Near the end of 2014, Uber co-founder and Chief Executive Officer Travis Kalanick flew to Pittsburgh on a mission: to hire dozens of the world’s experts in autonomous vehicles. The city is home to Carnegie Mellon University’s robotics department, which has produced many of the biggest names in the newly hot field. Sebastian Thrun, the creator of Google’s self-driving car project, spent seven years researching autonomous robots at CMU, and the project’s former director, Chris Urmson, was a CMU grad student.

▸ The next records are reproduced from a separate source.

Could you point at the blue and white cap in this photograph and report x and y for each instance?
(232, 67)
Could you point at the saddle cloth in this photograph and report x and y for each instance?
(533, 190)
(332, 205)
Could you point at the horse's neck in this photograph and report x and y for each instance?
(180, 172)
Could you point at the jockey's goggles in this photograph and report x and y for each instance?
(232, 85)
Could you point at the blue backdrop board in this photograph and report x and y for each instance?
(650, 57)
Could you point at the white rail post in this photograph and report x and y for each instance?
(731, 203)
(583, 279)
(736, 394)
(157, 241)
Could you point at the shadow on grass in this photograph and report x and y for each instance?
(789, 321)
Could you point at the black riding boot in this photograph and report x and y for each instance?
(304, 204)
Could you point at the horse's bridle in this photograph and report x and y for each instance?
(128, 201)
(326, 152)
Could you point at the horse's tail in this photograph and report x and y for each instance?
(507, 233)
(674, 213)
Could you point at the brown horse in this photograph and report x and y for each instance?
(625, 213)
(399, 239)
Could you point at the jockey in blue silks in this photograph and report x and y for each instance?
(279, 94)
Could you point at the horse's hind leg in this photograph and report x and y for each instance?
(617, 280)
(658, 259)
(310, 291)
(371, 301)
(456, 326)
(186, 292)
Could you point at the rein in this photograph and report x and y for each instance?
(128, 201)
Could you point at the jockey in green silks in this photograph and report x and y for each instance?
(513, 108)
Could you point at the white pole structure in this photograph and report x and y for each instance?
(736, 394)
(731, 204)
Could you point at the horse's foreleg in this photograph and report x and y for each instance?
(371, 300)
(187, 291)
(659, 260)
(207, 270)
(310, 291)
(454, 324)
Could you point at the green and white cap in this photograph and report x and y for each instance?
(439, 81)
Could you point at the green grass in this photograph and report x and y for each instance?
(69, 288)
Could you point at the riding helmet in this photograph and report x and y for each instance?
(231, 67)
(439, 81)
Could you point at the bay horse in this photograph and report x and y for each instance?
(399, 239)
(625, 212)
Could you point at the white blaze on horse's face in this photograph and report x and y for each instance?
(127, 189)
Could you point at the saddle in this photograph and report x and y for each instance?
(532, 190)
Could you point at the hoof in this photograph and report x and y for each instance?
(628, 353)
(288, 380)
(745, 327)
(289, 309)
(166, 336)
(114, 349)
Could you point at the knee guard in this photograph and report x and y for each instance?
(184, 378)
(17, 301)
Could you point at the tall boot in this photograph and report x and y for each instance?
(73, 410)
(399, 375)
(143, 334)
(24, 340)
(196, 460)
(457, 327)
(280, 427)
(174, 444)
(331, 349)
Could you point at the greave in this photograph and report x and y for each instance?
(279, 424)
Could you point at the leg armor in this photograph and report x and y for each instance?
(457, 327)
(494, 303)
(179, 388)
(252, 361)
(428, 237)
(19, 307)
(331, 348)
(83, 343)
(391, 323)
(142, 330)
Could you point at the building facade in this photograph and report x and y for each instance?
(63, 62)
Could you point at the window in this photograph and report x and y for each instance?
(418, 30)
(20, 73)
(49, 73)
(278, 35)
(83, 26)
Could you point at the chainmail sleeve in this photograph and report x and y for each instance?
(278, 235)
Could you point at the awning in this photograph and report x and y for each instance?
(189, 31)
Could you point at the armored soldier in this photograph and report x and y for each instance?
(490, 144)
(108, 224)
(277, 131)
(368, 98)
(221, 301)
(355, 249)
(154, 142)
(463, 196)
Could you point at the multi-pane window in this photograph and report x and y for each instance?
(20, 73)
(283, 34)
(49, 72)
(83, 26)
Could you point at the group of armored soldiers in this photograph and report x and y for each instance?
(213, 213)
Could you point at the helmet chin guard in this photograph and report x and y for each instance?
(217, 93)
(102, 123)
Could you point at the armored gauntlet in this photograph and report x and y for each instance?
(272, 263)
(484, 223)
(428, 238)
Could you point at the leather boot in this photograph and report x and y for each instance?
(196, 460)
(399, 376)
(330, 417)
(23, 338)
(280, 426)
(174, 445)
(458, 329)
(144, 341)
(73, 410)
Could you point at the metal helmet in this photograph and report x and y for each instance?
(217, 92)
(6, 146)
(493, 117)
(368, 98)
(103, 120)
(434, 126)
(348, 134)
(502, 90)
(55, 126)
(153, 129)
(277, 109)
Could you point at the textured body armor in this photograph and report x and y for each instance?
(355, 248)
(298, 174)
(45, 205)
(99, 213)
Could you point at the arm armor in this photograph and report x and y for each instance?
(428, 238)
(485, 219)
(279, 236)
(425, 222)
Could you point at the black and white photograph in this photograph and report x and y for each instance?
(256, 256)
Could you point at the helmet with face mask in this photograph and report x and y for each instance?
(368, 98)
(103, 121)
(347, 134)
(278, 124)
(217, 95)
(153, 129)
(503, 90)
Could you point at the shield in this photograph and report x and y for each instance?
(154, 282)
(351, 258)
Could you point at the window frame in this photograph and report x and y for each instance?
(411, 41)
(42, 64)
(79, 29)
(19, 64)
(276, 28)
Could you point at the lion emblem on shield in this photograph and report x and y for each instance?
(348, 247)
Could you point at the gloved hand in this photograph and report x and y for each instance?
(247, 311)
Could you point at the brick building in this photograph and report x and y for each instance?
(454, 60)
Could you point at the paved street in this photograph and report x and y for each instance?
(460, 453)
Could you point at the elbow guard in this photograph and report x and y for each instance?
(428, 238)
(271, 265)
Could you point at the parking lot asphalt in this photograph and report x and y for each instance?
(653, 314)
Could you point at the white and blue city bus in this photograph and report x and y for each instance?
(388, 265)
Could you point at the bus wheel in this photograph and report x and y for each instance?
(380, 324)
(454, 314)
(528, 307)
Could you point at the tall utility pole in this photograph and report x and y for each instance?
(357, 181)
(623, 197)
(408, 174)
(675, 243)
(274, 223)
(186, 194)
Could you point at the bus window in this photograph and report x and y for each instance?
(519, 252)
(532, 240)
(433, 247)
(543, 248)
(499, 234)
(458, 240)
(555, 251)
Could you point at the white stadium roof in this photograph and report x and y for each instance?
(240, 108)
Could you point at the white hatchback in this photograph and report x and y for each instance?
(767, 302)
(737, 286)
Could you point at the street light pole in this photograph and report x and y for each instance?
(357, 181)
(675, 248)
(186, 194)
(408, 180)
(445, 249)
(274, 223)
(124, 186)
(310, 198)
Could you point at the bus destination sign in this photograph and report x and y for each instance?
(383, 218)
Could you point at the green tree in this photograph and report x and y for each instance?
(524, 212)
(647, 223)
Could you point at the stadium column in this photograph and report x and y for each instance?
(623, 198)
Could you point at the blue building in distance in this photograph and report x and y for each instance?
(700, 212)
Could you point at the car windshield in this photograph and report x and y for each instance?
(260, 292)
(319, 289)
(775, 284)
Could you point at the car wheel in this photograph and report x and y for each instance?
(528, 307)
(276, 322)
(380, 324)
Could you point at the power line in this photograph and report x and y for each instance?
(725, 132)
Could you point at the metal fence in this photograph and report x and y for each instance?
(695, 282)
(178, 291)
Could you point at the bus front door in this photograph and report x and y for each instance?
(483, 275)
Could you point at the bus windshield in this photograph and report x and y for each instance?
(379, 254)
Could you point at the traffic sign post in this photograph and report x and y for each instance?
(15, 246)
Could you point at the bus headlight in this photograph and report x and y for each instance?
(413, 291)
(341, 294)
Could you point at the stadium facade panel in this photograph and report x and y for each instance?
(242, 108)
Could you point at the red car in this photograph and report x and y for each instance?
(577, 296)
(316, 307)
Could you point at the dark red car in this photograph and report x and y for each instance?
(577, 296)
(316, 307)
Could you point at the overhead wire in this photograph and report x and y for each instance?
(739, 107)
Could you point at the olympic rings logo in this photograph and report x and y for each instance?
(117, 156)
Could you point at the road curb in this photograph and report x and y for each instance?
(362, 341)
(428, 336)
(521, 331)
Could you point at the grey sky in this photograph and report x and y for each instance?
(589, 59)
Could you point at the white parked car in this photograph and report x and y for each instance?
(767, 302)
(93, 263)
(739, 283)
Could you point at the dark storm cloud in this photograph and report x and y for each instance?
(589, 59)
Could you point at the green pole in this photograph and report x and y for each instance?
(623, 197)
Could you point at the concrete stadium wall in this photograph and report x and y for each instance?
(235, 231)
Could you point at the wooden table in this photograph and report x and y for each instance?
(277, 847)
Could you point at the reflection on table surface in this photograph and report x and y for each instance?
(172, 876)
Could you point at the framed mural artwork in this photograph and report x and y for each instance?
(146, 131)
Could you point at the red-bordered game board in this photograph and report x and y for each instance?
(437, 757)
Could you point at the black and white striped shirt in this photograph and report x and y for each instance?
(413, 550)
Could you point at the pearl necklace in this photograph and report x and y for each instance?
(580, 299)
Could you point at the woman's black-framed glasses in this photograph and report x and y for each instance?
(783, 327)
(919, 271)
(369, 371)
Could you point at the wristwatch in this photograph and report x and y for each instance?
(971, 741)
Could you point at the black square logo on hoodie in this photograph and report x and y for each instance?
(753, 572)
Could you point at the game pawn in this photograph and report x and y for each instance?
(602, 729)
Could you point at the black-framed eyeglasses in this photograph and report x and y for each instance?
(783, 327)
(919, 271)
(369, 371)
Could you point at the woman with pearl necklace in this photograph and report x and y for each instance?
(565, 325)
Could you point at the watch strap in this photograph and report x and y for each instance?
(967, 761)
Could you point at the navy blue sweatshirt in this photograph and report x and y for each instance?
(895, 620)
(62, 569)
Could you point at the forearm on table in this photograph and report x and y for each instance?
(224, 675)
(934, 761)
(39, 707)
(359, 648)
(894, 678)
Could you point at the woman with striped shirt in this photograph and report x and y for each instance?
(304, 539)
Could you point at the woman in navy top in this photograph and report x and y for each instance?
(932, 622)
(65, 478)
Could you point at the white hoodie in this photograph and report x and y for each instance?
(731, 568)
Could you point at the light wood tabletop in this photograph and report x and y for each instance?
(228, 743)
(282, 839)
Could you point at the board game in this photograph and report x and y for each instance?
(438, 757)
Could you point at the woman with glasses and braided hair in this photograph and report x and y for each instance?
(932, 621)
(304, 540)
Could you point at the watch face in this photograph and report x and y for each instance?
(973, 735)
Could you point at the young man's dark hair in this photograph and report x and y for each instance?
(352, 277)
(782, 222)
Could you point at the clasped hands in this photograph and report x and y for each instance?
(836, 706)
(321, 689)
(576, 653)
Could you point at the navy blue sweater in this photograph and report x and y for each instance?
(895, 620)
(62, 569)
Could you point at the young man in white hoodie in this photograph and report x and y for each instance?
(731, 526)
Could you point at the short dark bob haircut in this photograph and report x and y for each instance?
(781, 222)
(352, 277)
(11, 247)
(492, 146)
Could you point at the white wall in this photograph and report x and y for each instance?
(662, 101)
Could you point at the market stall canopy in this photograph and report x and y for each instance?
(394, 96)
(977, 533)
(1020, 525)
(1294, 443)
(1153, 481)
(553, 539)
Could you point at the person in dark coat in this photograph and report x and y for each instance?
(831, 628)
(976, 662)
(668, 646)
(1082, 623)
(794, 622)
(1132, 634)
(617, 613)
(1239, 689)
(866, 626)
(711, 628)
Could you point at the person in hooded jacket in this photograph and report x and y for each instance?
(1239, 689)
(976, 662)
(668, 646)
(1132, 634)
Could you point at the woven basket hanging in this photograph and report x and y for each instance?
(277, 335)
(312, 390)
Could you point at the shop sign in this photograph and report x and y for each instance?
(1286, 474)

“Travis had an idea that he wanted to do self-driving,” says John Bares, who had run CMU’s National Robotics Engineering Center for 13 years before founding Carnegie Robotics, a Pittsburgh-based company that makes components for self-driving industrial robots used in mining, farming, and the military. “I turned him down three times. But the case was pretty compelling.” Bares joined Uber in January 2015 and by early 2016 had recruited hundreds of engineers, robotics experts, and even a few car mechanics to join the venture. The goal: to replace Uber’s more than 1 million human drivers with robot drivers—as quickly as possible.
Starting later this month, Uber will allow customers in downtown Pittsburgh to summon self-driving cars from their phones, crossing an important milestone that no automotive or technology company has yet achieved. Google, widely regarded as the leader in the field, has been testing its fleet for several years, and Tesla Motors offers Autopilot, essentially a souped-up cruise control that drives the car on the highway. Earlier this week, Ford announced plans for an autonomous ride-sharing service. But none of these companies has yet brought a self-driving car-sharing service to market.
Uber’s Pittsburgh fleet, which will be supervised by humans in the driver’s seat for the time being, consists of specially modified Volvo XC90 sport-utility vehicles outfitted with dozens of sensors that use cameras, lasers, radar, and GPS receivers. Volvo Cars has so far delivered a handful of vehicles out of a total of 100 due by the end of the year. The two companies signed a pact earlier this year to spend $300 million to develop a fully autonomous car that will be ready for the road by 2021.
Personally, like all other new technology that comes on the market, I’d like to wait until Uber gets all the ‘bugs’ worked out with their programs for their driverless cars. I can’t imagine how this will effect insurance rates or insurance companies. Though, I do have to say…it should make for a very interesting Halloween this year. I see a lot of pranks coming…like this one…
or how about this one…?
So Hey! Let’s be careful out there…especially if you’re in Pittsburg and you see a Uber self-driving car. One thing’s for certain, you won’t be able to flip the guy the bird…there won’t be any guy to flip to! And thank goodness I don’t live in San Francisco, I hear Uber’s testing big-rig trucks there.